# Propriamente trattati



## dianalegramandi

Ciao a tutti 

Sto traducendo un catalogo per dei macchinari che si occupano del recupero dei metalli e del ferro.
La parte da tradurre è la seguente: "I materiali ferrosi opportunatamente trattati vengono recuperati per essere destinati a una nuova vita nel continuo ciclo dell'acciaio e diventare così un bene prezioso ed ecologico: il Proler".
Io mi sono persa un pò in questa costruzione: "Les matériaux  ferreux récupérés, si traités correctement, reviennent à faire partie du cycle continu de l’acier sous forme d’un produit precieux et écologique: le Proler."
Va bene come ho tradotto? 

Grazie  per la vostra collaborazione.


----------



## orsopaddington

Les matéteriaux ferreux, traités correctement, sont destinés à nouvelle vie dans le cycle continu de l'acier, en devenant, de cette façon, une ressource precieuse et écologique: le Proler
Forse questa è più lunga...
ciao


----------



## dianalegramandi

orsopaddington said:


> Les matéteriaux ferreux, traités correctement, sont destinés à nouvelle vie dans le cycle continu de l'acier, en devenant, de cette façon, une ressource precieuse et écologique: le Proler
> Forse questa è più lunga...
> ciao


 
Ciao Orsopaddington  
Non importa se più lunga, è sicuramente più francese della mia traduzione.

grazie!


----------



## Aithria

Ciao Diana,
per quanto in ritardo , ti propongo la mia soluzione:

_Les matériaux ferreux sont récupérés et, s’ils sont correctement traités, ils feront l’objet _(sono destinati _a..) d’une nouvelle vie dans le cycle infini de l’acier, en devenant une éco-ressource précieuse : le Proler._


Non capisco però la frase italiano: 
_i materiali correttamente trattati vengono recuperati_ 

(dunque non tutti , ma solo quelli trattati, possono essere recuperati .. ????) 
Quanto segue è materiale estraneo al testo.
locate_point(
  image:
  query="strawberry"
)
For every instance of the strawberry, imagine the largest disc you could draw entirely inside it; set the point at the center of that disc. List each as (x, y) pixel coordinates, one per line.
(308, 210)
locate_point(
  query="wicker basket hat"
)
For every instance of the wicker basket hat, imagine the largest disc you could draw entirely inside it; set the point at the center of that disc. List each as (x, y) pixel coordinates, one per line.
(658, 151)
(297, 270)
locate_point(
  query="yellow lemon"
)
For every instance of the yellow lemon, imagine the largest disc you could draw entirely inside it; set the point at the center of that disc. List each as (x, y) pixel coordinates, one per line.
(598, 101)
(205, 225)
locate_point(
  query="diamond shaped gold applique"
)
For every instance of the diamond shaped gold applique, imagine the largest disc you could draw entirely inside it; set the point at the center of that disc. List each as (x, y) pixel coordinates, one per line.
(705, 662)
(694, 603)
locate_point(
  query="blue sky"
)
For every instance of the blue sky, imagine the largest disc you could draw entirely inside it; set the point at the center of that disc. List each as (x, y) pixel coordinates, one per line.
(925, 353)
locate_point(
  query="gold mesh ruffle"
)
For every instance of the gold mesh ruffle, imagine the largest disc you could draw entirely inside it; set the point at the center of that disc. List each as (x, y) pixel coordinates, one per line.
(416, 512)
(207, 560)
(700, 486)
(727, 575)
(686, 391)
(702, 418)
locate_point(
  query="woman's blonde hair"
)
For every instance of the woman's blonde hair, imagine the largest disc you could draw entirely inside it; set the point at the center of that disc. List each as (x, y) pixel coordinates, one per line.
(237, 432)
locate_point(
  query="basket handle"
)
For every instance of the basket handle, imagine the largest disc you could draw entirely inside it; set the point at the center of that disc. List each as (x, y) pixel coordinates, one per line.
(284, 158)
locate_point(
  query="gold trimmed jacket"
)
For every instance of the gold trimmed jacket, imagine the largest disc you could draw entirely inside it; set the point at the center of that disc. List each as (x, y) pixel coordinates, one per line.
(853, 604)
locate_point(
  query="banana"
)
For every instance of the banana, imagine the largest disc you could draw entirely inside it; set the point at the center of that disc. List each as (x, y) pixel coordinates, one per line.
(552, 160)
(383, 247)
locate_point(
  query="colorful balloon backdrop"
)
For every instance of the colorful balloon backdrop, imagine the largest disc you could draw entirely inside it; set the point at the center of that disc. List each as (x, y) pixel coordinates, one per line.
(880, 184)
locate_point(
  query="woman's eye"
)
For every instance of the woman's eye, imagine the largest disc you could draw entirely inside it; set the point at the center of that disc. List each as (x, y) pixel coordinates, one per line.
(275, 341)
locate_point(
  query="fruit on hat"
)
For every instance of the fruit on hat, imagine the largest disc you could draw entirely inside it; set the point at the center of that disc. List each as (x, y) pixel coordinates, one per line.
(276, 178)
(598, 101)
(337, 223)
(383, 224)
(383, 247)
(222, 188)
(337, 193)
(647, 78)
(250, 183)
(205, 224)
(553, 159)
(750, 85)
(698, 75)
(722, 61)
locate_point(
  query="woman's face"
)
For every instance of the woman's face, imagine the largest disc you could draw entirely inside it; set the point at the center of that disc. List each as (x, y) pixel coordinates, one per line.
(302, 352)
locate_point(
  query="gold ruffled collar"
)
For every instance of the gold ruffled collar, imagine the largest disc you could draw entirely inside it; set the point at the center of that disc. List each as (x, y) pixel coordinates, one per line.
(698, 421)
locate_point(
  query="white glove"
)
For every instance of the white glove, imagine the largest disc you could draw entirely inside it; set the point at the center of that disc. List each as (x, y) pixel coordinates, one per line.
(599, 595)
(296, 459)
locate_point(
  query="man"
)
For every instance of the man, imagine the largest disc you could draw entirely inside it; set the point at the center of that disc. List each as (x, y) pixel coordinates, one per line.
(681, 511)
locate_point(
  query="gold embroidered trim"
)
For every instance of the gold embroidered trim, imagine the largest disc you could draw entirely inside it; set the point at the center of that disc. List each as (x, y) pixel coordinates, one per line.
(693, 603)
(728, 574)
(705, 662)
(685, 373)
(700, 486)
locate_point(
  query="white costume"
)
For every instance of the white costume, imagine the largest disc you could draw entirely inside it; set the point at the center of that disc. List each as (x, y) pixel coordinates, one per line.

Tuttavia, se ho ben capito, nel reciclaggio degli scarti ferrosi, la _récupération _(ossia la collazione, lo smontaggio e lo smistamento dei _déchets_) è una fase del trattamento stesso, non la _condicio sine qua_ per la fattibilità di esso.


----------



## matoupaschat

Simple exercice de style:
"Les matériaux ferreux sont récupérés, et après traitement adéquat, réintroduits dans le cycle de l'acier pour revivre sous la forme d'une ressource aussi précieuse qu'écologique, le Proler".


----------